As there is ample incentive and opportunity for the US to fake bars now, and most nations are fully capable of protecting their own assets, it’s kinda stupid to leave gold sitting overseas, and in this time of debt crisis, it is a liability as they are assets which can be attacked by creditors, frozen and transferred against their will.
Having $17+ trillion in debt is certainly plenty of motive for a nation to be stealing the gold that they’re entrusted to protect. So is the currently high value of gold. Very tempting to make paper gold out of thin air, and very easy to imagine the value of paper gold vanish as a result just like it can happen with paper dollars.
Where does the real gold go? Well, I can certainly tell you where it’s not going.
On a related note…..
I used to wonder why, once the price of gold went up so much, that all sorts of TV ads in the States were talking about wanting to buy your gold for dollars. It would always intrigue me at the time why people would want to buy it at such a high price, and just practically goad people into parting with it. If the normal course of capitalism, and ‘supply and demand’ would be to buy low and sell high, then why in the hell would people need to be actively encouraged to part with their gold when the price is high?
Unless of course, this is an active effort to siphon off all the real wealth from the masses and leave them with worthless paper. ;^)
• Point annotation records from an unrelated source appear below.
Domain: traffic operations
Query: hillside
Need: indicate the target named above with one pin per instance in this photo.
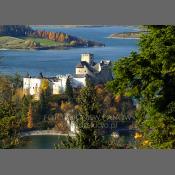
(19, 35)
(127, 35)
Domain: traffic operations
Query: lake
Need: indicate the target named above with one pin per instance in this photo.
(53, 62)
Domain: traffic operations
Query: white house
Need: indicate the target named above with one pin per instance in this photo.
(96, 72)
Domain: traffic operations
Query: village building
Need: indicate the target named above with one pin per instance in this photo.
(87, 68)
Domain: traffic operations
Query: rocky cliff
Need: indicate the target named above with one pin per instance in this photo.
(27, 31)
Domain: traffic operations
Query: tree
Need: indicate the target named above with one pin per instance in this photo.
(89, 120)
(69, 91)
(30, 118)
(149, 77)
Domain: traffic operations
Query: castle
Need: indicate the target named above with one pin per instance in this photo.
(97, 73)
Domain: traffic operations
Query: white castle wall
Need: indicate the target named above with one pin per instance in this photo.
(32, 85)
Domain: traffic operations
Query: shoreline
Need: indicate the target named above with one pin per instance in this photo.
(117, 37)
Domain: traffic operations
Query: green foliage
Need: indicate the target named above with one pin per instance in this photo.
(149, 76)
(88, 120)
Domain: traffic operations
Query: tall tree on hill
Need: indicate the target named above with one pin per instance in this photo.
(30, 118)
(149, 76)
(88, 120)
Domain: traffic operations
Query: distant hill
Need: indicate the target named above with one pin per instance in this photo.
(42, 38)
(134, 35)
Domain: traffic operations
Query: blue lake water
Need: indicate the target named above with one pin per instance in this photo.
(52, 62)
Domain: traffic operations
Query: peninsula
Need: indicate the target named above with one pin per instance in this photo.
(127, 35)
(24, 37)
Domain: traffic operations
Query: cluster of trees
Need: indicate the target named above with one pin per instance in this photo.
(12, 111)
(91, 112)
(15, 30)
(149, 77)
(27, 31)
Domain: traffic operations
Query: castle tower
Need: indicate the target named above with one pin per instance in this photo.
(87, 57)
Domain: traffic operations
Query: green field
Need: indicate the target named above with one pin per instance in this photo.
(7, 42)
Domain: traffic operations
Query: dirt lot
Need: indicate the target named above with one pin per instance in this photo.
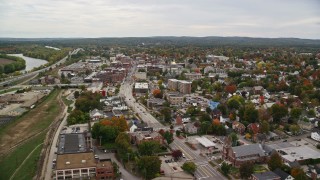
(5, 61)
(35, 121)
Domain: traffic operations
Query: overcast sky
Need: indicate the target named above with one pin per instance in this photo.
(132, 18)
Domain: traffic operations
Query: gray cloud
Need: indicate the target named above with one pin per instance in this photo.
(107, 18)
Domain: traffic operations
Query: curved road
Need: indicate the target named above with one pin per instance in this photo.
(126, 93)
(34, 73)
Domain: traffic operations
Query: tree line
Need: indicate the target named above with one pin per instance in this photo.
(17, 64)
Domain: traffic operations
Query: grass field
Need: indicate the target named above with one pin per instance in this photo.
(5, 61)
(9, 163)
(31, 123)
(8, 90)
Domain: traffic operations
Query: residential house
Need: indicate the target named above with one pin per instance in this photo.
(257, 89)
(104, 169)
(283, 175)
(269, 175)
(143, 136)
(96, 115)
(132, 127)
(238, 127)
(254, 128)
(190, 128)
(155, 102)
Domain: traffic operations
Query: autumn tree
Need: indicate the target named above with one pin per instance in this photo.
(295, 113)
(278, 112)
(246, 169)
(230, 89)
(168, 136)
(123, 145)
(77, 117)
(149, 166)
(107, 134)
(298, 173)
(176, 154)
(275, 161)
(251, 114)
(121, 123)
(234, 139)
(148, 148)
(225, 168)
(265, 127)
(157, 93)
(166, 112)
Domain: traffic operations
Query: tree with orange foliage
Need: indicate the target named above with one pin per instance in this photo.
(157, 93)
(216, 122)
(230, 89)
(298, 173)
(106, 122)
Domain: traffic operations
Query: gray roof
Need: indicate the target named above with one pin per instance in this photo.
(71, 143)
(269, 175)
(247, 150)
(283, 175)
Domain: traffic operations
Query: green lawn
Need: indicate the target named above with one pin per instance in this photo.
(9, 163)
(29, 168)
(43, 115)
(259, 168)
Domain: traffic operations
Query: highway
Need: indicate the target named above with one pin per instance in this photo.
(34, 73)
(53, 148)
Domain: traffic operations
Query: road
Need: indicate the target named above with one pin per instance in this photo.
(126, 93)
(124, 173)
(48, 173)
(34, 73)
(204, 169)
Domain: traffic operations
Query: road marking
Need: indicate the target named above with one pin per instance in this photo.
(204, 171)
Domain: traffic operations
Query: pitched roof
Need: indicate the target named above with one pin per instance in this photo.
(269, 175)
(283, 175)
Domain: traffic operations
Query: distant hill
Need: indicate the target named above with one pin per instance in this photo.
(172, 40)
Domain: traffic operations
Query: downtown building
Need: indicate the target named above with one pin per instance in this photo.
(182, 86)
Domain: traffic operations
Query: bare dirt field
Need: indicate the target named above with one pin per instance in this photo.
(35, 121)
(5, 61)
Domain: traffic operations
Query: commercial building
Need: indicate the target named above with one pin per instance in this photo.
(184, 87)
(83, 166)
(193, 76)
(75, 142)
(173, 84)
(253, 153)
(141, 87)
(175, 98)
(75, 166)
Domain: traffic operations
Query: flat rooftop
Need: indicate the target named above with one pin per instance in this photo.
(205, 142)
(298, 153)
(141, 85)
(71, 143)
(73, 161)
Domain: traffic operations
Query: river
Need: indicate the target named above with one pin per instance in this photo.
(30, 62)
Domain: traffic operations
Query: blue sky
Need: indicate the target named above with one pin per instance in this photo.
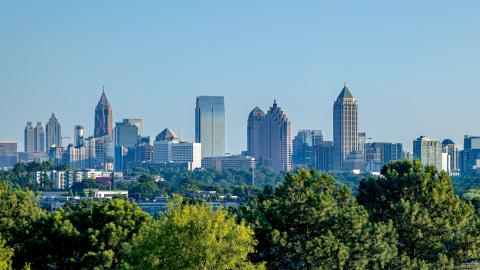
(412, 65)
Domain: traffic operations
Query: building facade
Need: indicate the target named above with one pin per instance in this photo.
(29, 138)
(39, 138)
(428, 151)
(303, 143)
(210, 125)
(168, 148)
(323, 156)
(345, 128)
(254, 135)
(103, 118)
(54, 132)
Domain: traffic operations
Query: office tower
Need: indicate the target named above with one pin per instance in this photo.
(168, 148)
(54, 132)
(345, 128)
(254, 125)
(323, 156)
(39, 138)
(428, 151)
(127, 132)
(276, 143)
(8, 154)
(29, 138)
(103, 118)
(236, 162)
(303, 143)
(383, 152)
(362, 140)
(78, 135)
(469, 158)
(449, 148)
(210, 125)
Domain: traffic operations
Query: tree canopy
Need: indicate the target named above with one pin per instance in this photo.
(192, 236)
(434, 225)
(308, 222)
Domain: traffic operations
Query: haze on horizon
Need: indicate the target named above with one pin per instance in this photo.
(413, 66)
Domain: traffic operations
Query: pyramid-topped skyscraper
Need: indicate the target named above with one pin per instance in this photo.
(345, 127)
(103, 117)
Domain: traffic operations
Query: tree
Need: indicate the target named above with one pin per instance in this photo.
(309, 222)
(433, 224)
(19, 209)
(192, 237)
(6, 254)
(91, 235)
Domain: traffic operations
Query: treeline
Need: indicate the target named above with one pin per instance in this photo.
(409, 218)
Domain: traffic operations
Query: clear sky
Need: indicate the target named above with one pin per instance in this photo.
(412, 65)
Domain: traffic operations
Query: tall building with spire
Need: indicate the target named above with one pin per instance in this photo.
(103, 117)
(254, 125)
(29, 138)
(54, 132)
(345, 128)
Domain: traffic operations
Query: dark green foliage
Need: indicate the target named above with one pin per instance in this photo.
(433, 224)
(310, 223)
(90, 235)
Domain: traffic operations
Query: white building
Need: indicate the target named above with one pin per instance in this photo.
(167, 148)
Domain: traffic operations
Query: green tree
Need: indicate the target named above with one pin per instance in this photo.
(192, 237)
(433, 224)
(19, 209)
(91, 235)
(6, 254)
(309, 222)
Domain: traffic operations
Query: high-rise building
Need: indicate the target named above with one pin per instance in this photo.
(168, 148)
(78, 135)
(469, 157)
(39, 138)
(345, 128)
(276, 143)
(323, 156)
(103, 117)
(383, 152)
(303, 143)
(428, 151)
(54, 132)
(210, 125)
(127, 132)
(451, 150)
(8, 154)
(29, 138)
(254, 125)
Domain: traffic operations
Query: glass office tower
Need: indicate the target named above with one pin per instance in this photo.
(210, 125)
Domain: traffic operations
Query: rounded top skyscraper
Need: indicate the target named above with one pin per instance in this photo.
(345, 127)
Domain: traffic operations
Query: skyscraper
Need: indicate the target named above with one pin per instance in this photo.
(303, 147)
(254, 125)
(345, 127)
(449, 147)
(78, 135)
(39, 138)
(54, 132)
(276, 143)
(103, 118)
(210, 125)
(29, 138)
(127, 132)
(428, 151)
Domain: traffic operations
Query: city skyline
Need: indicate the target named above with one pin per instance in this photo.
(55, 58)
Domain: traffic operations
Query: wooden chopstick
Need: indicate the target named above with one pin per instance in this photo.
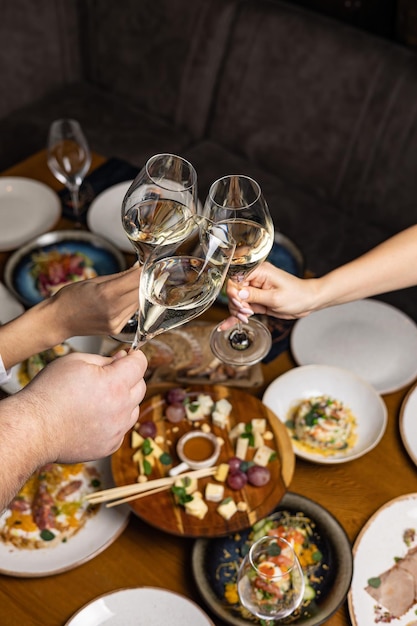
(115, 493)
(137, 496)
@mjh49783 It’s because all of those tv ads are complete and total scams. They undervalue everything they receive, no returns and the best you can do is complain and maybe get a little bit more. You get nothing even close to market rate for the gold, while they just flip it for spot all day long. It’s free money. Also, you tend to get stuff that’s actually worth something, without the sender actually knowing it.